The green lobby wants us to rely on “renewables” to produce energy. The problem is that renewable energy sources like wind and solar pale when compared to oil and gas sources. And even worse: the energy required to mine the metals is exceptionally high, and reliance on those metals makes us even more reliant on countries like China.
Let’s take the first part on the much lower efficiency of green energy. Mark P. Mills notes that “Building wind turbines and solar panels to generate electricity, as well as batteries to fuel electric vehicles, requires, on average, more than 10 times the quantity of materials, compared with building machines using hydrocarbons to deliver the same amount of energy to society.”
The green lobby’s insistence that we move to those renewables makes little sense. Mills also says, “This means that any significant expansion of today’s modest level of green energy—currently less than 4% of the country’s total consumption (versus 56% from oil and gas)—will create an unprecedented increase in global mining for needed minerals, radically exacerbate existing environmental and labor challenges in emerging markets (where many mines are located), and dramatically increase U.S. imports and the vulnerability of America’s energy supply chain.”

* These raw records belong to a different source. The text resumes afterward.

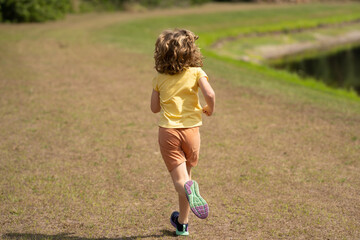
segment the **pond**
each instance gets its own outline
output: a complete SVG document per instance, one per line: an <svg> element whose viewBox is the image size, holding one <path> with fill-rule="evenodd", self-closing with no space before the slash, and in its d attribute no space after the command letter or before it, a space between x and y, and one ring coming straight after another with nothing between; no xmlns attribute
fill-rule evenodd
<svg viewBox="0 0 360 240"><path fill-rule="evenodd" d="M332 87L354 89L360 95L360 46L273 67L316 78Z"/></svg>

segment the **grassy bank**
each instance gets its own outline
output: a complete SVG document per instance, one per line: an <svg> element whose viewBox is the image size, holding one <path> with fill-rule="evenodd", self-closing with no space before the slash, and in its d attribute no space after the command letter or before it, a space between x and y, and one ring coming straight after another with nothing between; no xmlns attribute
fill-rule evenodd
<svg viewBox="0 0 360 240"><path fill-rule="evenodd" d="M317 43L323 39L334 39L342 36L346 37L346 34L355 32L360 27L360 23L344 23L344 24L330 24L324 27L319 25L317 28L294 28L292 30L280 30L276 32L255 33L252 36L241 35L239 37L224 38L223 41L213 45L216 52L220 55L229 56L234 59L241 59L246 57L251 62L281 62L282 55L278 56L273 53L274 56L267 56L266 49L262 47L281 47L290 44L301 43ZM311 49L312 51L306 51L302 54L285 55L287 60L301 59L303 57L316 56L321 54L328 54L332 52L338 52L342 49L351 48L351 46L359 45L358 42L350 42L347 44L339 44L333 46L330 49ZM319 47L318 47L319 48ZM333 49L334 48L334 49ZM283 57L284 58L284 57Z"/></svg>

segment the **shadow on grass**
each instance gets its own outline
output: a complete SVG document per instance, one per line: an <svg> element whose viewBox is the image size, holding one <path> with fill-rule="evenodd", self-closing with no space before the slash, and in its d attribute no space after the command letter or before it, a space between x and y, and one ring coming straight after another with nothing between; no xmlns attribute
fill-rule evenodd
<svg viewBox="0 0 360 240"><path fill-rule="evenodd" d="M3 239L24 239L24 240L49 240L49 239L62 239L62 240L135 240L142 238L162 238L165 236L175 237L174 232L169 230L161 230L162 234L139 235L130 237L118 238L86 238L71 236L71 233L59 233L56 235L37 234L37 233L6 233L2 235Z"/></svg>

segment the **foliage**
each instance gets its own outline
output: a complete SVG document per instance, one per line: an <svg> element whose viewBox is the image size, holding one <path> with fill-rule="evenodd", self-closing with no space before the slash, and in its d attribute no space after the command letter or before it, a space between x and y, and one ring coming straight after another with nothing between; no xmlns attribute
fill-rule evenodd
<svg viewBox="0 0 360 240"><path fill-rule="evenodd" d="M2 21L44 22L64 17L69 0L0 0Z"/></svg>

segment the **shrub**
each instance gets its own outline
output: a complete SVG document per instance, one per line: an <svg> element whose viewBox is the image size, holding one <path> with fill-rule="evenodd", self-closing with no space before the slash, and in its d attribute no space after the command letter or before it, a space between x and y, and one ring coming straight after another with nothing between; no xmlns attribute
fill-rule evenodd
<svg viewBox="0 0 360 240"><path fill-rule="evenodd" d="M69 0L0 0L2 21L44 22L64 17Z"/></svg>

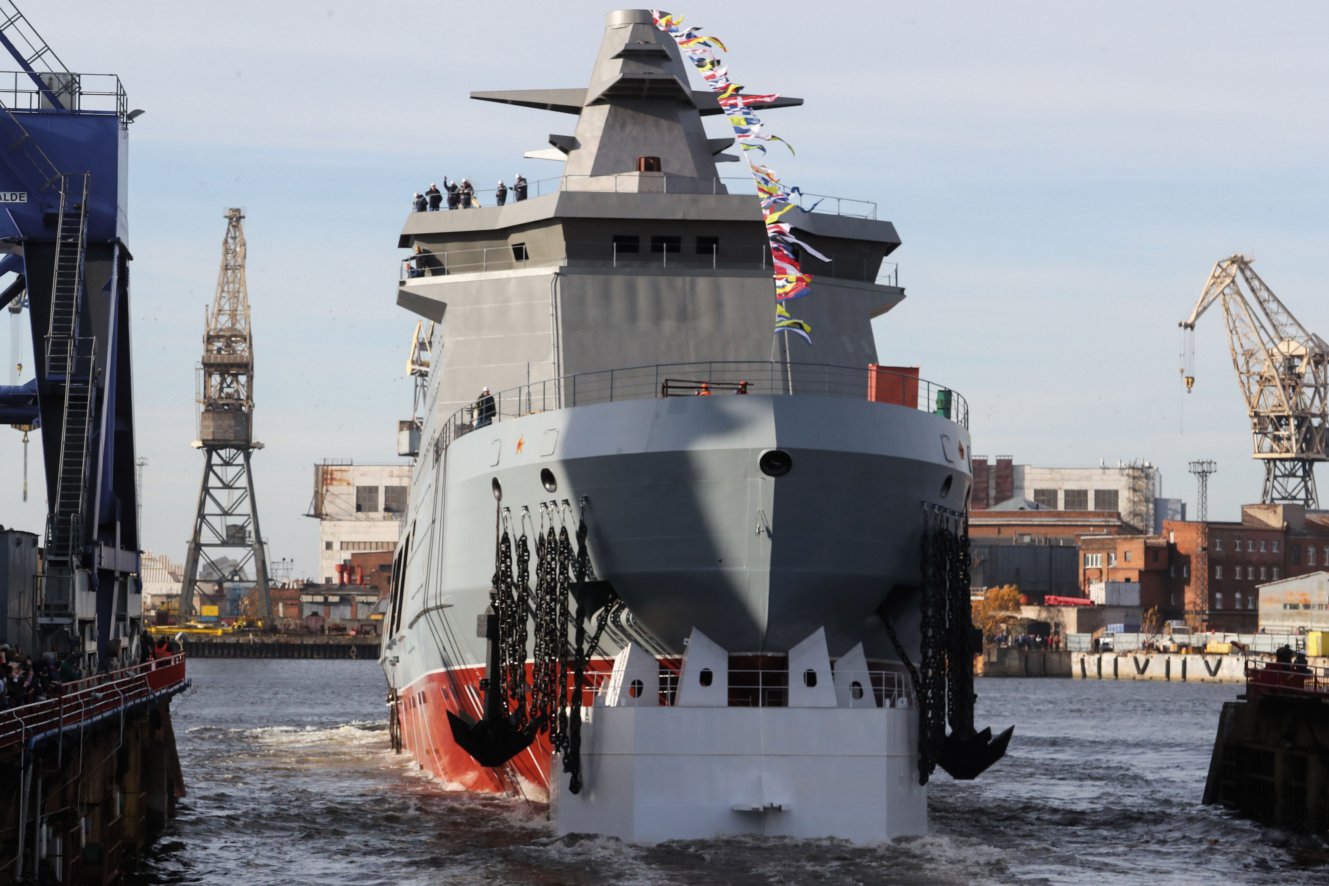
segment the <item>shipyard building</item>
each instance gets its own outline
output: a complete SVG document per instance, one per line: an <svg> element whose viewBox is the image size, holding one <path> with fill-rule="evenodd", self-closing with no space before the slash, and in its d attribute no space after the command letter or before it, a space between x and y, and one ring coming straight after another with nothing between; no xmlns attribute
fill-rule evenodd
<svg viewBox="0 0 1329 886"><path fill-rule="evenodd" d="M411 482L409 464L355 464L324 460L314 465L309 516L319 521L318 577L325 585L365 584L355 554L397 547Z"/></svg>

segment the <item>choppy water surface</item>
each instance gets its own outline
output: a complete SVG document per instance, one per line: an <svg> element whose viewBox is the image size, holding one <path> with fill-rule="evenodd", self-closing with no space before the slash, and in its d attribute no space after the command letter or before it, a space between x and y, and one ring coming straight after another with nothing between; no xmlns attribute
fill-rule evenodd
<svg viewBox="0 0 1329 886"><path fill-rule="evenodd" d="M198 660L174 705L189 797L134 882L228 884L1329 882L1322 847L1199 805L1233 686L983 680L1016 725L932 832L876 848L549 836L540 808L449 793L388 750L367 662Z"/></svg>

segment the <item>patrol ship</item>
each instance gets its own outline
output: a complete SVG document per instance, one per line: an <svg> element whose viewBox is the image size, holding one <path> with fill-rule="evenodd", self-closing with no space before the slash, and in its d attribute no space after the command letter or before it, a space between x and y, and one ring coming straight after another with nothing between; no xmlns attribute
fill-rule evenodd
<svg viewBox="0 0 1329 886"><path fill-rule="evenodd" d="M814 337L773 338L761 203L657 22L610 13L583 89L472 93L570 115L563 174L399 237L432 332L393 740L560 833L921 834L934 765L1009 738L972 725L967 405L878 363L904 290L870 203L785 217Z"/></svg>

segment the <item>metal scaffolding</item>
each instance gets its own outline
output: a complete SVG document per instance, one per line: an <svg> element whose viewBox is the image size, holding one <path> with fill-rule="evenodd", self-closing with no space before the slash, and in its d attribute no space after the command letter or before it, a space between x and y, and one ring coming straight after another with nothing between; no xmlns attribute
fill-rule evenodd
<svg viewBox="0 0 1329 886"><path fill-rule="evenodd" d="M258 590L258 611L232 613L271 620L267 557L259 531L250 459L263 444L253 438L254 353L245 285L245 234L239 209L226 211L217 295L208 312L199 366L199 439L203 483L194 534L185 558L180 619L200 601L225 605L228 588ZM252 574L252 578L250 577ZM200 603L200 605L203 605Z"/></svg>

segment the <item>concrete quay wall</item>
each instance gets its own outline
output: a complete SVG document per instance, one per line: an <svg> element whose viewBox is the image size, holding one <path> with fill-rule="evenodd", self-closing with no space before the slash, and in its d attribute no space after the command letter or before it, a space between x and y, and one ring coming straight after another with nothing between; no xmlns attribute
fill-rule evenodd
<svg viewBox="0 0 1329 886"><path fill-rule="evenodd" d="M1048 649L985 646L974 659L979 677L1069 677L1071 653Z"/></svg>
<svg viewBox="0 0 1329 886"><path fill-rule="evenodd" d="M1240 655L1183 655L1176 652L1071 652L1071 676L1078 680L1161 680L1180 683L1245 683Z"/></svg>

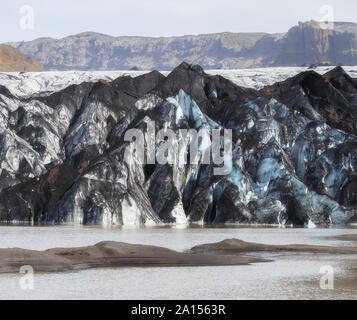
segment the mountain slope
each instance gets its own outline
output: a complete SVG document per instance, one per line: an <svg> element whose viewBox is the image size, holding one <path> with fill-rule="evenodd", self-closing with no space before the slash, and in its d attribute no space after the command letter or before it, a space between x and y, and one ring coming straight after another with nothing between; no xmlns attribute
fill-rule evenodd
<svg viewBox="0 0 357 320"><path fill-rule="evenodd" d="M7 45L0 45L0 72L43 71L35 59Z"/></svg>
<svg viewBox="0 0 357 320"><path fill-rule="evenodd" d="M218 33L168 38L82 33L63 39L10 43L46 70L172 70L181 61L205 69L301 66L325 62L357 65L357 24L299 23L286 34Z"/></svg>
<svg viewBox="0 0 357 320"><path fill-rule="evenodd" d="M357 81L342 68L257 91L182 63L167 77L154 71L26 98L0 86L0 110L3 222L331 225L357 217ZM124 136L152 122L180 139L179 129L196 129L197 162L143 163ZM203 156L214 129L232 130L226 175ZM145 150L149 136L137 140Z"/></svg>

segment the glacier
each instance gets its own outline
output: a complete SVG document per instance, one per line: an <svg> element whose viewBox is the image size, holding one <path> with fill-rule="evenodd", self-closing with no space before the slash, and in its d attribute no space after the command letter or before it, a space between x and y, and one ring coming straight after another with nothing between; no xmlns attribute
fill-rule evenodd
<svg viewBox="0 0 357 320"><path fill-rule="evenodd" d="M319 74L331 71L334 67L317 67ZM351 76L357 77L357 67L344 66L344 70ZM209 75L220 75L238 86L262 89L276 82L284 81L301 72L307 67L275 67L235 70L206 70ZM8 88L18 97L28 97L34 94L49 94L65 89L70 85L83 82L97 82L99 80L113 81L119 77L138 77L150 71L46 71L46 72L0 72L0 85ZM170 72L160 71L164 76ZM214 94L214 93L213 93Z"/></svg>
<svg viewBox="0 0 357 320"><path fill-rule="evenodd" d="M356 75L357 67L204 71L186 63L170 73L0 73L0 221L354 222ZM176 132L187 150L194 137L180 130L196 129L197 161L143 163L126 152L127 130L150 124ZM221 154L226 175L210 158L217 129L232 130L232 159ZM142 147L155 153L150 138Z"/></svg>

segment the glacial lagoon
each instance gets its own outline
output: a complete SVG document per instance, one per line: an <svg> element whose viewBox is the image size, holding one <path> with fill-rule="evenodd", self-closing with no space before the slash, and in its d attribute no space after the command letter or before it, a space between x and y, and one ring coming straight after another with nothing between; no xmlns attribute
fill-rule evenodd
<svg viewBox="0 0 357 320"><path fill-rule="evenodd" d="M1 226L0 248L46 250L101 241L146 244L187 251L225 239L264 244L353 246L333 237L357 227L273 228L251 226L102 228L88 226ZM254 253L251 253L254 255ZM356 299L357 257L325 254L255 254L272 262L194 268L92 269L36 273L34 289L22 290L22 274L0 275L0 299ZM334 271L334 289L321 288L324 268Z"/></svg>

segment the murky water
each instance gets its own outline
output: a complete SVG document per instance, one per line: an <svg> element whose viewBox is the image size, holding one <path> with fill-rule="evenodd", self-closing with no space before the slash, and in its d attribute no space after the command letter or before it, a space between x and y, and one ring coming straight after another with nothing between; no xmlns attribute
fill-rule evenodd
<svg viewBox="0 0 357 320"><path fill-rule="evenodd" d="M184 251L238 238L266 244L357 245L326 239L357 229L143 228L1 226L0 248L45 250L100 241L149 244ZM273 262L201 268L98 269L35 274L34 290L23 291L22 275L0 275L0 299L356 299L357 257L274 255ZM334 270L334 289L322 290L320 270Z"/></svg>

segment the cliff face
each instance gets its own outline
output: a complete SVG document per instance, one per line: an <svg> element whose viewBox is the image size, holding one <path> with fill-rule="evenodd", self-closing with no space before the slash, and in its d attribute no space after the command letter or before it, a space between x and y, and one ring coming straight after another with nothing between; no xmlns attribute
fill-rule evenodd
<svg viewBox="0 0 357 320"><path fill-rule="evenodd" d="M357 64L357 25L300 23L286 34L219 33L170 38L82 33L64 39L11 43L46 70L172 70L181 61L206 69Z"/></svg>
<svg viewBox="0 0 357 320"><path fill-rule="evenodd" d="M337 24L335 30L324 30L314 22L300 23L278 41L278 55L272 65L357 64L357 29L343 26Z"/></svg>
<svg viewBox="0 0 357 320"><path fill-rule="evenodd" d="M24 56L20 51L7 45L0 45L0 72L43 71L35 59Z"/></svg>
<svg viewBox="0 0 357 320"><path fill-rule="evenodd" d="M356 110L342 68L260 91L187 63L26 98L0 86L0 221L345 224L357 216ZM180 129L196 129L197 161L143 162L124 136L152 123L187 148ZM226 175L203 156L217 129L232 130Z"/></svg>

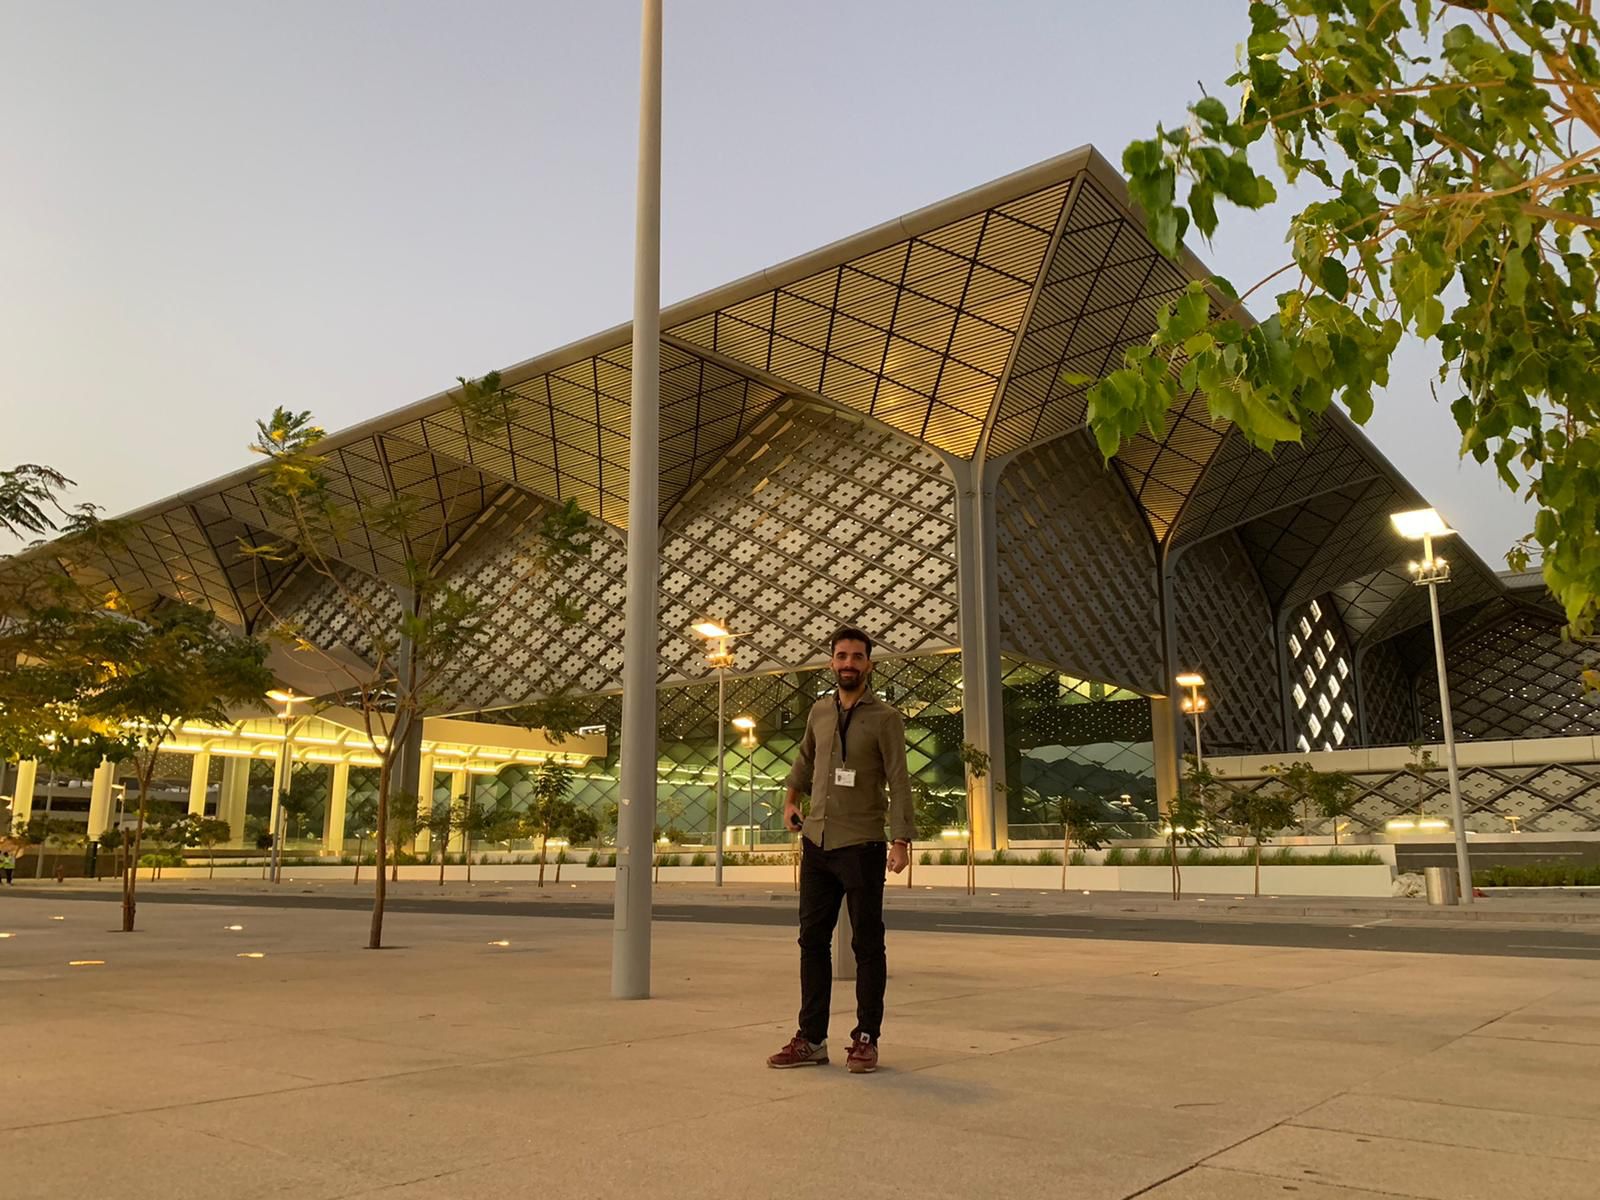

But the most concerning part is this: the U.S. does not produce the resources necessary to make this switch. “As recently as 1990, the U.S. was the world’s number-one producer of minerals. Today, it is in seventh place. Even though the nation has vast mineral reserves worth trillions of dollars, America is now 100% dependent on imports for some 17 key minerals, and, for another 29, over half of domestic needs are imported.”
China wants us to follow the green lobby.
China spent the better part of the last 20 years driving U.S. solar panel manufacturers out of business. Bloomberg estimates that “because of the strong Chinese market penetration, around 60 percent of the value of a U.S.-assembled solar panel is generated in China. That number is 70 percent for modules assembled in Southeast Asia.”
There’s a similar story in the windmill manufacturing industry. China overwhelmingly makes the majority of all windmill parts across the globe, undercutting U.S. manufacturers and driving them out of business.
If the green movement had its way, we’d be more dependent on China than ever. China’s hold on us with energy parts would be stronger than the Arab oil states in the 1970s. Windmills and solar panels don’t last forever; they require maintenance. There’s nothing renewable about the components we have to build to capture that energy.
The U.S. government is even investigating ways China sends components through other countries to evade sanctions we’ve placed on these parts.
There’s simply no way around the reality that we have to use gas and oil for the United States to have energy independence. Renewables can play a role. But the future of America runs through petroleum and nuclear. Taking that path hits Putin right where it hurts: the bottom line.
Shifting out of this mindset requires the Biden administration to stop believing in the myths of the green lobby. They cannot lead us to a strong position against Putin.